I am working on an example where I want to set the levels of two factors to be the same.
A tidy-ish solution is as follows:
library(dplyr)
library(purrr)
example_data <- tibble(letter1 = LETTERS[1:5],
letter2 = LETTERS[2:6])
example_data
#> # A tibble: 5 x 2
#> letter1 letter2
#> <chr> <chr>
#> 1 A B
#> 2 B C
#> 3 C D
#> 4 D E
#> 5 E F
tidied <- example_data %>%
mutate(letter1 = factor(letter1, sort(unique(c(letter1, letter2)))),
letter2 = factor(letter2, levels(letter1)))
map(tidied, levels)
#> $letter1
#> [1] "A" "B" "C" "D" "E" "F"
#>
#> $letter2
#> [1] "A" "B" "C" "D" "E" "F"
I saw that forcats has a fct_unity()
function specifically designed to unify the levels of factors. However, I can't see how to integrate this with a dplyr pipeline since it requires a list of factors as input. I tried
library(forcats)
example_data %>%
mutate(letter1 = factor(letter1),
letter2 = factor(letter2)) %>%
mutate_at(vars(letter1, letter2), fct_unify)

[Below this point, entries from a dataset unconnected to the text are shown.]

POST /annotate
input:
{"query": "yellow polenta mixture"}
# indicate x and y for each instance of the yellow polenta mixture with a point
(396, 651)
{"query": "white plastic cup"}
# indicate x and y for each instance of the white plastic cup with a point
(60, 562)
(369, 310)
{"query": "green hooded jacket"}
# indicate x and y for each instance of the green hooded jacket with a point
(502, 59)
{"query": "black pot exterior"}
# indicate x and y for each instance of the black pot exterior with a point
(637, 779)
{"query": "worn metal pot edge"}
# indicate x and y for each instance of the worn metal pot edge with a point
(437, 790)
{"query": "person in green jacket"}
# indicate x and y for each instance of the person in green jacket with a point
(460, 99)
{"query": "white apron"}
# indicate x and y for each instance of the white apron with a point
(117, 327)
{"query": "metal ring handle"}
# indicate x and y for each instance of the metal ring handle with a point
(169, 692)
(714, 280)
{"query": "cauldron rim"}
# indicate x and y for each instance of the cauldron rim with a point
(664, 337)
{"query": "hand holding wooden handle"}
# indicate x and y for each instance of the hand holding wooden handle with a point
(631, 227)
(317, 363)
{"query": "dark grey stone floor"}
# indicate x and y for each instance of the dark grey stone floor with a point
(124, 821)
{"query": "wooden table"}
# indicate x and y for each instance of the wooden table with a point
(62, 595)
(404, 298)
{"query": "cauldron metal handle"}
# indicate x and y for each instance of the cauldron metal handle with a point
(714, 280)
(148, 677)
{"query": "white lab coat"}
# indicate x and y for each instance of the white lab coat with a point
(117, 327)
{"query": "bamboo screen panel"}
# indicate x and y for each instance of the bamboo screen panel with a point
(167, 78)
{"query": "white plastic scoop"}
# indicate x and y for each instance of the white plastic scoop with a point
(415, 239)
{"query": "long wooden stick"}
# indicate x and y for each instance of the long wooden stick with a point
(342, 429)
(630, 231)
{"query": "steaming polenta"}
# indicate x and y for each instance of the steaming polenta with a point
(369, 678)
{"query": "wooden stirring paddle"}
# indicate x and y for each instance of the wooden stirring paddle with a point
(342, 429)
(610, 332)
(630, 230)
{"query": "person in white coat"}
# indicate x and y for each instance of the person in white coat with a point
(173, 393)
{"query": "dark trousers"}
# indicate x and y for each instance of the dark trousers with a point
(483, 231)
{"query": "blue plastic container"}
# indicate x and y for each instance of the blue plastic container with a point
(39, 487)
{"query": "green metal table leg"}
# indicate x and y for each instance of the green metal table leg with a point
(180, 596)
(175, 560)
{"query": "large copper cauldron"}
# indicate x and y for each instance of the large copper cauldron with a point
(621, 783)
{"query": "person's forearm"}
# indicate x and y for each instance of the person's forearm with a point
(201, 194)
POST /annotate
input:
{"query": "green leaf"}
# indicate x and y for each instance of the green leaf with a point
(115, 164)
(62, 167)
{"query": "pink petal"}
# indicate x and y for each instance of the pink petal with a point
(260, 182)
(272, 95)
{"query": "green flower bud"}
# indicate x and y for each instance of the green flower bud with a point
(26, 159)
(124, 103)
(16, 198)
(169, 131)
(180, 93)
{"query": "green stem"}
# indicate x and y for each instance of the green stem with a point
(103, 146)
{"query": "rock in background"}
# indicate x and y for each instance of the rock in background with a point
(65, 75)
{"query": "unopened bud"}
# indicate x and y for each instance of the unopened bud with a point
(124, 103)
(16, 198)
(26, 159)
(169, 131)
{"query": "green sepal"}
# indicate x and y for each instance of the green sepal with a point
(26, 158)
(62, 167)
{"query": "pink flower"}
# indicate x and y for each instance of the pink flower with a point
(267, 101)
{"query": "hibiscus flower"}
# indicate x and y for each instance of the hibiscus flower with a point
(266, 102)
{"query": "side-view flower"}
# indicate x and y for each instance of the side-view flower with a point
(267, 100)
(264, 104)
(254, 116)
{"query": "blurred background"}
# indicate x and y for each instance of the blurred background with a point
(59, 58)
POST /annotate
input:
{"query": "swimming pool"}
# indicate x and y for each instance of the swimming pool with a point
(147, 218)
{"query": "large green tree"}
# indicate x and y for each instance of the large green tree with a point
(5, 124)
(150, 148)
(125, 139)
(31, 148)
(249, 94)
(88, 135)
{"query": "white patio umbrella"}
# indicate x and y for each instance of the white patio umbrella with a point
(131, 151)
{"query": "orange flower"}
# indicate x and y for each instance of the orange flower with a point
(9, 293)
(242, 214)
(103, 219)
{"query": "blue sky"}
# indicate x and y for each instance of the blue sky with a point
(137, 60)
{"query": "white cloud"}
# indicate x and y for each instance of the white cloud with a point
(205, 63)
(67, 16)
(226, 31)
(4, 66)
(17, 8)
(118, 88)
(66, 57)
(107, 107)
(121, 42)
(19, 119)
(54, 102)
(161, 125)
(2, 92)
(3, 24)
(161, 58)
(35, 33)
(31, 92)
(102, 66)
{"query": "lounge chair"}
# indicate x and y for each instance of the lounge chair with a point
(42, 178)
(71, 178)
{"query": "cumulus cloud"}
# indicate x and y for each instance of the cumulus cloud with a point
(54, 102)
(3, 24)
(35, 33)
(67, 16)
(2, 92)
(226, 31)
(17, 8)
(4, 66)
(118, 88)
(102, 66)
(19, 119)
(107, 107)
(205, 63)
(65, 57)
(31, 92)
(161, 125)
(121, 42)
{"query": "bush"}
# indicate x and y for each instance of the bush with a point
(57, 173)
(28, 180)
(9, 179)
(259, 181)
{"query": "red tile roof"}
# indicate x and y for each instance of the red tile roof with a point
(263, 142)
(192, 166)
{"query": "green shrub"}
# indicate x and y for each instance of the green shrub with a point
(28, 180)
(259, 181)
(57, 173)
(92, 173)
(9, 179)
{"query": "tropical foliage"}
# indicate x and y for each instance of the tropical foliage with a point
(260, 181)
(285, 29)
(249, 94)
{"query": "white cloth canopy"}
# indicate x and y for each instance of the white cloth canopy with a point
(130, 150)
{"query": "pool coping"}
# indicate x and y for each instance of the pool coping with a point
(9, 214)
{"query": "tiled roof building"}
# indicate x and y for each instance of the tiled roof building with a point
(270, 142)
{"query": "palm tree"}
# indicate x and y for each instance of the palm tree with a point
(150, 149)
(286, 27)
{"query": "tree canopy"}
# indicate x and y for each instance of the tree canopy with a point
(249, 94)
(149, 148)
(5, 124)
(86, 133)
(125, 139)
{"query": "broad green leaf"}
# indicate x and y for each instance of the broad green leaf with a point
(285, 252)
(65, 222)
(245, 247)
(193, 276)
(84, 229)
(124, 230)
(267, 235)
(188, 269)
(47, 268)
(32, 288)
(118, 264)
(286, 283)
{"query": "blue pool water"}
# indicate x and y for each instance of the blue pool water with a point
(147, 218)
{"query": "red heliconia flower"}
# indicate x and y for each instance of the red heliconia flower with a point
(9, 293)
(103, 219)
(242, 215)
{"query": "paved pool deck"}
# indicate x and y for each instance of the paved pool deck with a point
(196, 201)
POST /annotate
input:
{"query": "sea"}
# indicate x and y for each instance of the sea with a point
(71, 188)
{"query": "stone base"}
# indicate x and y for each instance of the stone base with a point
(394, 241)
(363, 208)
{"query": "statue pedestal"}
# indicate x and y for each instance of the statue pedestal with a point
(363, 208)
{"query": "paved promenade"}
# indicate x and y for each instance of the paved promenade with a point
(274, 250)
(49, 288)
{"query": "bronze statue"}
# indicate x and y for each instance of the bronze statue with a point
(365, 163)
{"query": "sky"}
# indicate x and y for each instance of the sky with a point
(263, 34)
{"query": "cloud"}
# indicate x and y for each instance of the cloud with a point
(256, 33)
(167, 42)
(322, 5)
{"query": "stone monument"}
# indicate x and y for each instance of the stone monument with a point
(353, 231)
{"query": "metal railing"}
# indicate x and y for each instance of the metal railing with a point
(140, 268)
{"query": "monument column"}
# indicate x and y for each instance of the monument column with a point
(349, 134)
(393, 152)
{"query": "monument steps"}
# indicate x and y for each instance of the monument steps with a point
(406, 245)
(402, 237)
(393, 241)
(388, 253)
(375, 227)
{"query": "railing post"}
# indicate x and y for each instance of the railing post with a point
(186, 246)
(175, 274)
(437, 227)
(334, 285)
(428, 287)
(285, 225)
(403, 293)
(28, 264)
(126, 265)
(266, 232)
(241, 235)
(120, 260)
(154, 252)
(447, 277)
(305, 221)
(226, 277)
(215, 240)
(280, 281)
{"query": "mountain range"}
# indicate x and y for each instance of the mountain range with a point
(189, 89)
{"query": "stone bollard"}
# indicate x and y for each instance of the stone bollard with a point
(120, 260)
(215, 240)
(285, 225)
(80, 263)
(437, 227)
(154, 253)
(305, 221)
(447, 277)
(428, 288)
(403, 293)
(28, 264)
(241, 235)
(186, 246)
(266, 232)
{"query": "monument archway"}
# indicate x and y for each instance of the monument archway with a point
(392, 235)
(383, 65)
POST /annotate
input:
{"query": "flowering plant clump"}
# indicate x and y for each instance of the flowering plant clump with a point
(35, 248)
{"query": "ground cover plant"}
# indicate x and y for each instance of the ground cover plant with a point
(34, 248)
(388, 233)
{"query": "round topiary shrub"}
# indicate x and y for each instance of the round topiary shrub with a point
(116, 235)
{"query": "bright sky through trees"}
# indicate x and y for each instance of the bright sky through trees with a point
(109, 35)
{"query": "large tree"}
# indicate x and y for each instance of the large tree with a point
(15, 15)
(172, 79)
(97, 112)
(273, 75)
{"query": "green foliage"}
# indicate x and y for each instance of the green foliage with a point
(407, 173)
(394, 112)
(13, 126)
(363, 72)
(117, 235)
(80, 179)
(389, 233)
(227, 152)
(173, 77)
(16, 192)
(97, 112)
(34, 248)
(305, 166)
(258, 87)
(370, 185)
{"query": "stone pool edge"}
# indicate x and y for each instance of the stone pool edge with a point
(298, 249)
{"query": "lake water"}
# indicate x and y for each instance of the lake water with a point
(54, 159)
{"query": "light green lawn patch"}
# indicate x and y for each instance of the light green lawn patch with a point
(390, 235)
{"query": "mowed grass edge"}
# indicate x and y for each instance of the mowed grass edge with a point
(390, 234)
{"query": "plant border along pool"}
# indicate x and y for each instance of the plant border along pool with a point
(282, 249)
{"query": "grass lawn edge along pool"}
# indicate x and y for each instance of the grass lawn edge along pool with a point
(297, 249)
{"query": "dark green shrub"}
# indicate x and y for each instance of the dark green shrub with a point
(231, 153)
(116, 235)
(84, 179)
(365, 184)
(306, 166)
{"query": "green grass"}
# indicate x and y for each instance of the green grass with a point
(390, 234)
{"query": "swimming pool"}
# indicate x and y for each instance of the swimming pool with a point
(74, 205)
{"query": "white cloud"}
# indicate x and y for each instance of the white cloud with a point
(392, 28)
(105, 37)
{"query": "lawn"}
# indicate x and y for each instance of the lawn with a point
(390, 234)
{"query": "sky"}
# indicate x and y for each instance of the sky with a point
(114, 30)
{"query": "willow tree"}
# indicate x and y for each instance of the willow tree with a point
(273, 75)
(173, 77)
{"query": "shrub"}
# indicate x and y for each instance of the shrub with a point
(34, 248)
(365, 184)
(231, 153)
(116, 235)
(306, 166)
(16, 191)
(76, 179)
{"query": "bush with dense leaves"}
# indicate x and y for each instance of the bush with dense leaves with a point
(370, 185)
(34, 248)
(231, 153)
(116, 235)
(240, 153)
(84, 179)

#> Error: `fs` must be a list
but that's no good as mutate_at
is still working column-wise. Something like
fct_tidied <- example_data %>%
mutate(letter1 = factor(letter1),
letter2 = factor(letter2))
fct_tidied[c("letter1", "letter2")] <-
fct_unify(fct_tidied[c("letter1", "letter2")])
map(fct_tidied, levels)
#> $letter1
#> [1] "A" "B" "C" "D" "E" "F"
#>
#> $letter2
#> [1] "A" "B" "C" "D" "E" "F"
would work, but requires a step outside the tidying pipeline, which isn't so tidy and therefore not much better than my original approach. Is there a way I can be super tidy and use fct_unify()
in my dplyr pipeline? Note that my real example has additional columns in the data frame that I want to carry along.